A former leader of the white supremacist group Atomwaffen Division, John Cameron Denton, 26, was arrested for taking part in “swatting” calls, according to the U.S. Justice Department.
Swatting is a criminal harassment tactic where the harasser calls 911 to report that a third party is in serious and imminent danger, for example, a bomb threat, murder or hostage taking. A SWAT (special weapons and tactics) team is then sent to the unwitting third party’s address.
Besides the enormous cost of sending these teams, swatting has resulted in accidental deaths.
Denton, who went by the codename “Rape,” was arrested in his hometown of Montgomery, Texas. The swatting took place in Virginia.
According to court documents, Denton and several co-conspirators, including John William Kirby Kelley, allegedly conducted swatting calls against:
- a Cabinet official living in Virginia
- Old Dominion University
- the New York City office of ProPublica, a nonprofit newsroom known for investigative journalism
- an investigative journalist who produced materials for ProPublica
Denton reportedly chose the ProPublica targets because he was furious with the news outlet for publishing his true identity and discussing his role in Atomwaffen Division.
During the investigation, Denton unknowingly met with an undercover agent and confessed his role in the swatting incidents. Denton told the agent how he used a voice changer when he made the swatting calls and said it would be good if he was “raided” for the swatting since, because it was a serious crime, it could benefit Atomwaffen Division.
The Justice Department also announced the arrest of four racially motivated violent extremists from across the U.S. who were connected to the Atomwaffen Division. All four were charged with conspiracy to threaten and intimidate journalists and activists.

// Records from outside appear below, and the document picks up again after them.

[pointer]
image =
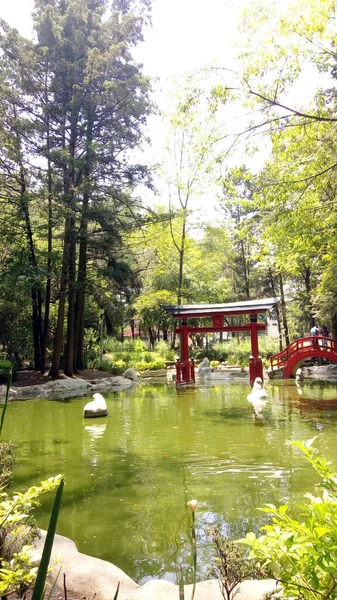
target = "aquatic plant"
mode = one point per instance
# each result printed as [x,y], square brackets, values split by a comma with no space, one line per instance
[301,553]
[18,531]
[230,566]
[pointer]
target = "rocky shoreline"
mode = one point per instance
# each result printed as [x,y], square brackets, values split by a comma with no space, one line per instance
[89,577]
[60,389]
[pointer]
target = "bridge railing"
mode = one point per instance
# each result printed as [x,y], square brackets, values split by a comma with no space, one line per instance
[302,346]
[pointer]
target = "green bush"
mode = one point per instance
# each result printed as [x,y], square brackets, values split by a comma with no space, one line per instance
[17,533]
[5,367]
[119,367]
[301,554]
[163,350]
[155,365]
[237,352]
[6,462]
[91,346]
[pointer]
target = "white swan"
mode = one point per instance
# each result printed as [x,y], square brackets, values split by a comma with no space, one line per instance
[258,392]
[96,408]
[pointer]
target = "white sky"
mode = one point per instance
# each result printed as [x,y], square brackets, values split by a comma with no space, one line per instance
[186,34]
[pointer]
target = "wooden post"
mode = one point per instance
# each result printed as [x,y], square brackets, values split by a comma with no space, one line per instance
[255,363]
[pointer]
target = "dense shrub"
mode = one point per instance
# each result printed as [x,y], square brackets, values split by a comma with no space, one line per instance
[301,552]
[163,350]
[6,462]
[5,367]
[91,346]
[237,352]
[155,365]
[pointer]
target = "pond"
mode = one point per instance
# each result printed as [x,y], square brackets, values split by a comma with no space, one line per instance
[129,475]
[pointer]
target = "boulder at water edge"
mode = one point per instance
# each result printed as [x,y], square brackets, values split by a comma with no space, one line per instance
[204,369]
[96,408]
[131,374]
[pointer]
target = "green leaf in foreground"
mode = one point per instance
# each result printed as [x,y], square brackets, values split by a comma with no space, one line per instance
[116,594]
[9,381]
[39,587]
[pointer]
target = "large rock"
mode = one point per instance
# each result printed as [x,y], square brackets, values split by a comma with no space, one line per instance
[96,408]
[131,374]
[59,389]
[91,577]
[204,370]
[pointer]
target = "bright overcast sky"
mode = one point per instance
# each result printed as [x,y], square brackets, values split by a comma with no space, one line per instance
[185,34]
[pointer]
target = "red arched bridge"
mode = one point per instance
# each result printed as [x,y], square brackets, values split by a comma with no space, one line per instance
[293,355]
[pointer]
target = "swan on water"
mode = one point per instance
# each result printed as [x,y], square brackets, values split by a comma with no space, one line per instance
[258,392]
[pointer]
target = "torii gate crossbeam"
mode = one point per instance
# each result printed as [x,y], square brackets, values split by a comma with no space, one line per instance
[218,312]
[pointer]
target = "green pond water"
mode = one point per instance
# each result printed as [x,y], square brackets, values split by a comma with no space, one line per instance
[129,475]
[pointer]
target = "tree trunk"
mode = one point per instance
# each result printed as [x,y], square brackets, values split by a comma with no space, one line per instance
[35,292]
[58,339]
[277,310]
[151,337]
[82,261]
[307,283]
[69,350]
[49,255]
[245,270]
[284,311]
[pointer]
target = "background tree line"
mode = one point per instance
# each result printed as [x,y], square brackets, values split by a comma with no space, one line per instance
[76,242]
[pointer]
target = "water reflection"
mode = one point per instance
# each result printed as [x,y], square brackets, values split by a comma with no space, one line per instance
[95,431]
[130,477]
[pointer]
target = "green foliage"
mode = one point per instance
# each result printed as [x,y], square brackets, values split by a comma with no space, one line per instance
[229,566]
[91,345]
[163,349]
[17,534]
[7,461]
[119,367]
[155,365]
[6,366]
[301,552]
[39,588]
[236,352]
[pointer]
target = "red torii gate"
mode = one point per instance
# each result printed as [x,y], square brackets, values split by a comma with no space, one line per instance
[218,312]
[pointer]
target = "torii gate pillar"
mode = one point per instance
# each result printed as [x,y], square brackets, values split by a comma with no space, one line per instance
[255,362]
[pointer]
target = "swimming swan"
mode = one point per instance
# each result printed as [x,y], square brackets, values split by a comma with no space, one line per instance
[257,392]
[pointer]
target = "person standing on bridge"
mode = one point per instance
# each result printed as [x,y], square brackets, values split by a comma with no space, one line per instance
[325,334]
[315,332]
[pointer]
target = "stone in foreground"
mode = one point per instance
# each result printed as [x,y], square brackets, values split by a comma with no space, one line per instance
[90,577]
[96,408]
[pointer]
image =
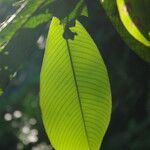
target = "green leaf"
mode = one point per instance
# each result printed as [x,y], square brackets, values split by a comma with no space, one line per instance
[129,23]
[17,20]
[75,96]
[122,21]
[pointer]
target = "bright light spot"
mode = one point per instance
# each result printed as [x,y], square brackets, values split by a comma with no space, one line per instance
[8,117]
[32,121]
[26,130]
[17,114]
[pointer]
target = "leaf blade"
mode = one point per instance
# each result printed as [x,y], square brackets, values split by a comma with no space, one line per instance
[75,96]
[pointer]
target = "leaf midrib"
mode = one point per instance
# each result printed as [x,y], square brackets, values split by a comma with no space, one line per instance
[77,89]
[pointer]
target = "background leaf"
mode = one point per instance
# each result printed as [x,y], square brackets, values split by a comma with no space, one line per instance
[75,95]
[112,11]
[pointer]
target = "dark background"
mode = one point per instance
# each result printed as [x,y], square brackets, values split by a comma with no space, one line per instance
[20,63]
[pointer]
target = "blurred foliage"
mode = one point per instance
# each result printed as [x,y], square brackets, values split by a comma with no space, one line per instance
[20,63]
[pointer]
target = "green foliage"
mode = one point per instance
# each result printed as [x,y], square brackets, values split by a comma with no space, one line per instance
[75,92]
[75,95]
[131,25]
[126,26]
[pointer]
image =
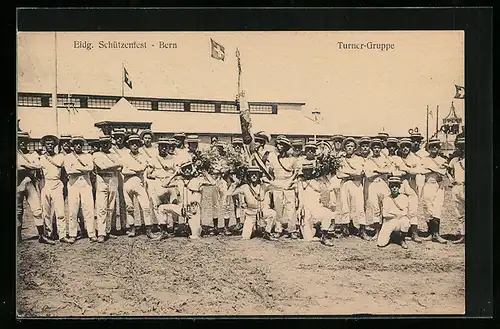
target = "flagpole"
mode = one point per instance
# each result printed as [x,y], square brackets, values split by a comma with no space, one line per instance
[437,119]
[54,92]
[427,126]
[123,78]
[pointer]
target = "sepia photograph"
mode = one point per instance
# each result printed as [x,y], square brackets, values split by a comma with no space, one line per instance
[240,173]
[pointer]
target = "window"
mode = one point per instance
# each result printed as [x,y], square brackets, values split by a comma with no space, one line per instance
[202,107]
[29,101]
[62,101]
[141,105]
[170,106]
[261,109]
[101,103]
[228,108]
[32,146]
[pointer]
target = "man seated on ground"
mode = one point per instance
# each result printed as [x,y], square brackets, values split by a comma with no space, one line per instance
[312,212]
[190,185]
[257,212]
[395,215]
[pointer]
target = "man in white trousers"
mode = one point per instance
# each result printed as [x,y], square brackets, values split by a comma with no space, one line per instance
[351,175]
[134,165]
[52,191]
[283,167]
[190,186]
[311,211]
[377,169]
[108,166]
[258,215]
[457,170]
[395,215]
[78,166]
[407,167]
[417,153]
[28,187]
[337,153]
[434,169]
[161,168]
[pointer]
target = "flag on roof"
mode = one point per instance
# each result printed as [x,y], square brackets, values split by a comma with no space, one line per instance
[217,50]
[127,78]
[459,92]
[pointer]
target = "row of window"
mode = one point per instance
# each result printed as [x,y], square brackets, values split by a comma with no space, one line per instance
[36,145]
[107,103]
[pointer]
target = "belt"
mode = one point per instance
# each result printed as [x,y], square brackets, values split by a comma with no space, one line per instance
[351,178]
[76,174]
[105,174]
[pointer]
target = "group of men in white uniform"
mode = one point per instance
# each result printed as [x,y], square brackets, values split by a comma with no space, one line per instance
[380,183]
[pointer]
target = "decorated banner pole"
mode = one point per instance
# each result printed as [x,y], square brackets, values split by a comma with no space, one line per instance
[437,120]
[54,92]
[243,108]
[123,79]
[427,126]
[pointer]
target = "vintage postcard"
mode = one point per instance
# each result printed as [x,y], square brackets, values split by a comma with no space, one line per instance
[240,173]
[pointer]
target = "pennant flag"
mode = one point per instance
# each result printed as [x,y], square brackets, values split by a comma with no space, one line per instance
[126,78]
[217,50]
[239,60]
[460,92]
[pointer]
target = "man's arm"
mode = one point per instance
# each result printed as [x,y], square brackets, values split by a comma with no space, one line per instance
[103,163]
[89,164]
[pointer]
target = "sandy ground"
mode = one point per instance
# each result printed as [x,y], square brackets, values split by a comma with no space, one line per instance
[227,276]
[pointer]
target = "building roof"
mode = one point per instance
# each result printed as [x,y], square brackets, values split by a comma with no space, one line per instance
[40,121]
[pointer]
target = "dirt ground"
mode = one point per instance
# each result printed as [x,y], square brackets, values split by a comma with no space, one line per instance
[227,276]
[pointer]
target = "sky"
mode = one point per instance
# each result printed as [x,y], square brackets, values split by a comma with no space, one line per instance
[360,91]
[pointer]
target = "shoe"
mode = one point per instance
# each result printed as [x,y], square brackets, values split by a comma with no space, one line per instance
[345,230]
[131,232]
[460,240]
[430,230]
[362,233]
[403,240]
[45,240]
[414,234]
[151,235]
[276,235]
[437,237]
[238,227]
[70,240]
[268,236]
[377,230]
[325,240]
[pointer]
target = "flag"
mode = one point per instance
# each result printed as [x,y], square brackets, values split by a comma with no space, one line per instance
[126,78]
[460,92]
[217,50]
[245,121]
[239,60]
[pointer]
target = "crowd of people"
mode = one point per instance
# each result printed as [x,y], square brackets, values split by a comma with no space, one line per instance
[371,187]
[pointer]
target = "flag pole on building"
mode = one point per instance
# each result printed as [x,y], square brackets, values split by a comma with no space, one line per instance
[427,126]
[123,79]
[54,92]
[437,120]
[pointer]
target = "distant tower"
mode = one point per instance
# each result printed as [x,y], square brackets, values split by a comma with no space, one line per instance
[451,127]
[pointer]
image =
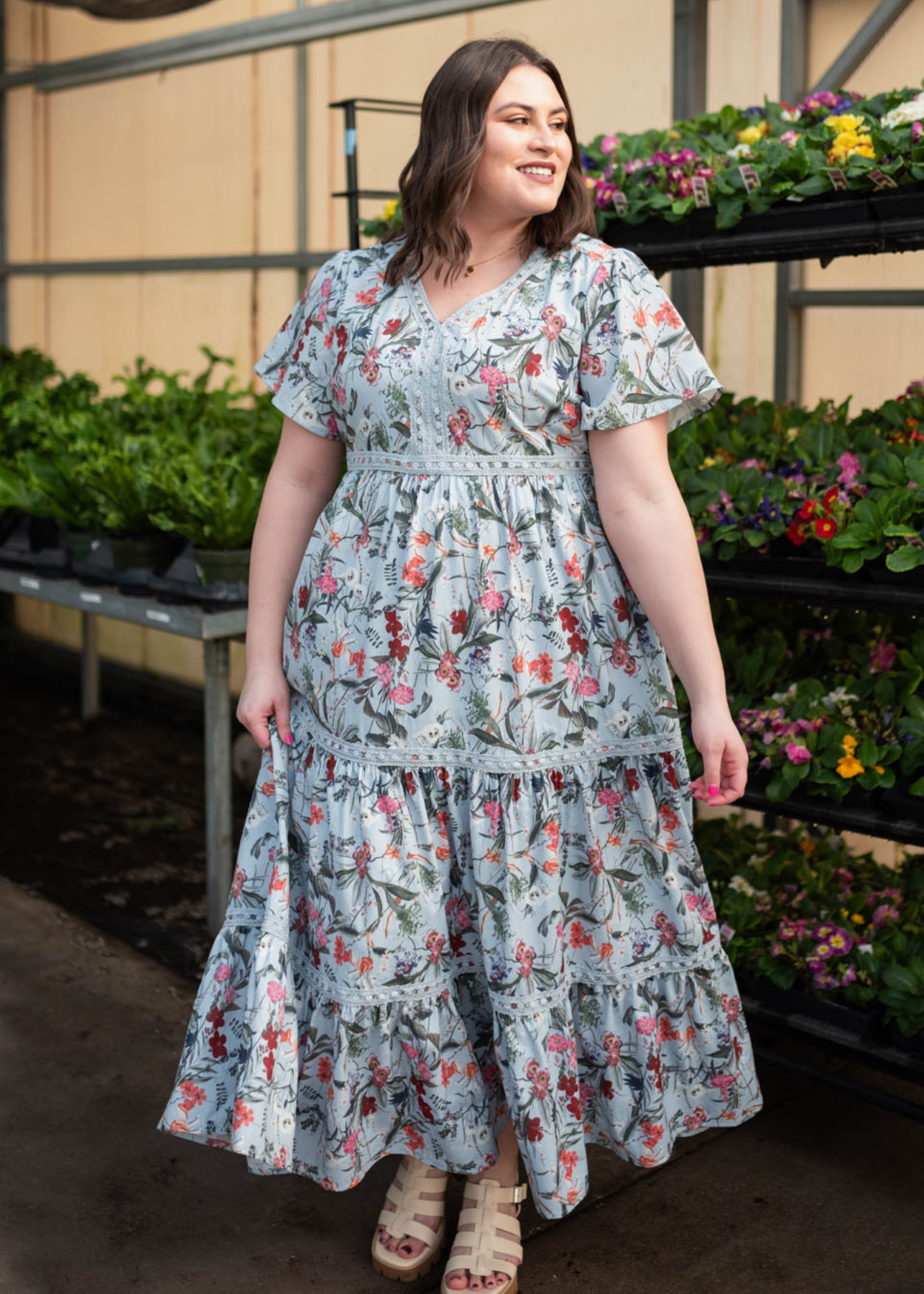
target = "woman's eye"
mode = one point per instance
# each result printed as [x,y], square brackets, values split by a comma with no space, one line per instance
[513,119]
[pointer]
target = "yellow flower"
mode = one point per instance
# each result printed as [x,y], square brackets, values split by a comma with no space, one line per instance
[849,144]
[846,122]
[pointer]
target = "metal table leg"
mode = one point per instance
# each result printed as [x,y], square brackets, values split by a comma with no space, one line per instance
[90,666]
[218,782]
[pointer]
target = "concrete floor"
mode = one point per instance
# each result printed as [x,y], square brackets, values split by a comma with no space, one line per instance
[821,1193]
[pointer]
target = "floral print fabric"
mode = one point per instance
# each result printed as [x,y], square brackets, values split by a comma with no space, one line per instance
[470,889]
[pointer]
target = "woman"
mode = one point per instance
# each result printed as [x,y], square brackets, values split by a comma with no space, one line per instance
[468,919]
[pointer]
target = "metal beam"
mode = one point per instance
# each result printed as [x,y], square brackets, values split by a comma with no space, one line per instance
[689,98]
[867,37]
[857,297]
[166,265]
[338,19]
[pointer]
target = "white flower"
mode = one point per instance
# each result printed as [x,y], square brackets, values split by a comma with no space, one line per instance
[839,697]
[906,113]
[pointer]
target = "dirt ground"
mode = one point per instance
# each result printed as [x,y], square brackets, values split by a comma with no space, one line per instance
[103,825]
[106,817]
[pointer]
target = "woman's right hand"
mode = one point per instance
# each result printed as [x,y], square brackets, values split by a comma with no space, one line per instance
[264,692]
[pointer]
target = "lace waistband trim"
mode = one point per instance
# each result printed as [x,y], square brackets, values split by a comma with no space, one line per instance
[453,465]
[515,761]
[507,1003]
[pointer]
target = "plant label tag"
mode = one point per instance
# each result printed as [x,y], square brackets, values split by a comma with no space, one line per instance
[701,191]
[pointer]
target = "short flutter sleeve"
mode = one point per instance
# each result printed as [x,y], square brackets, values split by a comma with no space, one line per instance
[300,364]
[638,357]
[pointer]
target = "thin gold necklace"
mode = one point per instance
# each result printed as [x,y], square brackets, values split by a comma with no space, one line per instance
[470,268]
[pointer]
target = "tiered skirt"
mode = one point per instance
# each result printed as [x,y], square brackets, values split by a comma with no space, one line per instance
[412,957]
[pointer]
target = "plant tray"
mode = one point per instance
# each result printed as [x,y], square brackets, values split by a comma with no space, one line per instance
[32,543]
[180,582]
[833,224]
[793,1002]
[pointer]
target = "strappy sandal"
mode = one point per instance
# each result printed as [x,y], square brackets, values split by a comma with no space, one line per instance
[484,1237]
[407,1193]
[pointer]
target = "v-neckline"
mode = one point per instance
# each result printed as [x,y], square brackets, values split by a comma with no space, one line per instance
[417,288]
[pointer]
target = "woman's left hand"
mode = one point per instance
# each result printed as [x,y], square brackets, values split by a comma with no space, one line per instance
[725,756]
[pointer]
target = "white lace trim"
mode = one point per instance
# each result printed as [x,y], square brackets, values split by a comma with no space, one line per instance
[504,1003]
[589,752]
[468,465]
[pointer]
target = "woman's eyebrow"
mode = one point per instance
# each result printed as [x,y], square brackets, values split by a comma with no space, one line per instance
[530,108]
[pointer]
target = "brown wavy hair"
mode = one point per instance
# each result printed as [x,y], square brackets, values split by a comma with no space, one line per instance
[436,180]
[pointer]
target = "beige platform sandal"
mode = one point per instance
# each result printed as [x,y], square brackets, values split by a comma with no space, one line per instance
[407,1193]
[484,1239]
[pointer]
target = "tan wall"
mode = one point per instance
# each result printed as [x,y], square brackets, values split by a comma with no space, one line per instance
[201,160]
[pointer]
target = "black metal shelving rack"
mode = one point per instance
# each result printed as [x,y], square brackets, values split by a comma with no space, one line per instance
[836,224]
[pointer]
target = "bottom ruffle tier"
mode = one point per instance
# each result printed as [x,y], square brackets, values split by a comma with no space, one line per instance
[410,960]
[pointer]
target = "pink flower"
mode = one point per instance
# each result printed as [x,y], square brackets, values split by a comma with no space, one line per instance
[494,378]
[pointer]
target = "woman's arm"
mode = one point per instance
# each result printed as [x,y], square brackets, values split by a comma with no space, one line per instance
[649,528]
[299,485]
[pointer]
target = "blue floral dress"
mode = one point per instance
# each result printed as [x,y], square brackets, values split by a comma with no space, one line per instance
[470,891]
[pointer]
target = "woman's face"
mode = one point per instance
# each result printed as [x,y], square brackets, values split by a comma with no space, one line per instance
[526,129]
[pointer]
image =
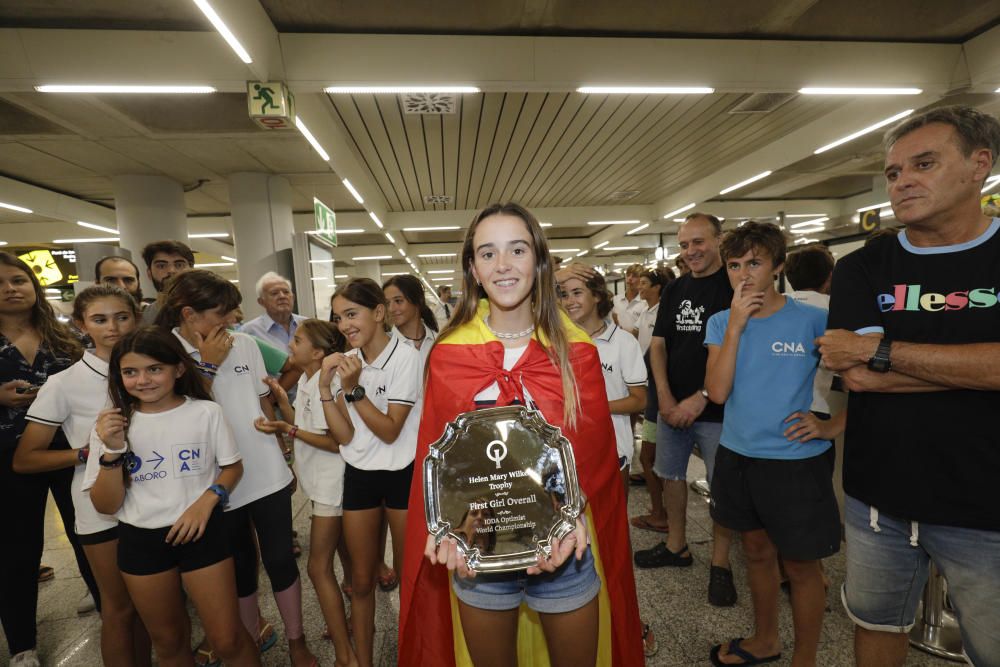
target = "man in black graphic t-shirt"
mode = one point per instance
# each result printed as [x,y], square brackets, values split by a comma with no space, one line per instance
[915,332]
[677,357]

The four were named as Cameron Brandon Shea, 24, of Redmond, Washington; Kaleb Cole, 24, of Montgomery, Texas; Taylor Ashley Parker-Dipeppe, 20, of Spring Hill, Florida; and Johnny Roman Garza, 20, of Queen Creek, Arizona.
According to the criminal complaint, the defendants conspired via an encrypted online chat group to identify journalists and others they wanted to intimidate.
The group focused primarily on those who were Jewish or journalists. Cole and Shea allegedly created the posters, which included Nazi symbols, masked figures with guns and Molotov cocktails, and threatening language.
The posters were delivered to Atomwaffen members electronically, and the co-conspirators printed and delivered or mailed the posters to journalists or activists the group was targeting.
In the Seattle area, the posters were mailed to a TV journalist who had reported on Atomwaffen and to two people associated with the Anti-Defamation League (ADL).
In Tampa, the group targeted a journalist (but delivered the poster to the wrong address). In Phoenix, the poster was delivered to a magazine journalist.
“These defendants sought to spread fear and terror with threats delivered to the doorstep of those who are critical of their activities,” said U.S. Attorney Brian T. Moran for the western district of Washington state. “… Rooting out anti-Semitic hate and threats of violence and vigorously prosecuting those responsible are top priorities for the Department of Justice.”
“The FBI recognizes all citizens’ First Amendment-protected rights. However the subjects arrested today crossed the line from protected ideas and speech to action in order to intimidate and coerce individuals who they perceived as a threat to their ideology of hate,” said Raymond Duda, special agent in charge from the FBI in Seattle.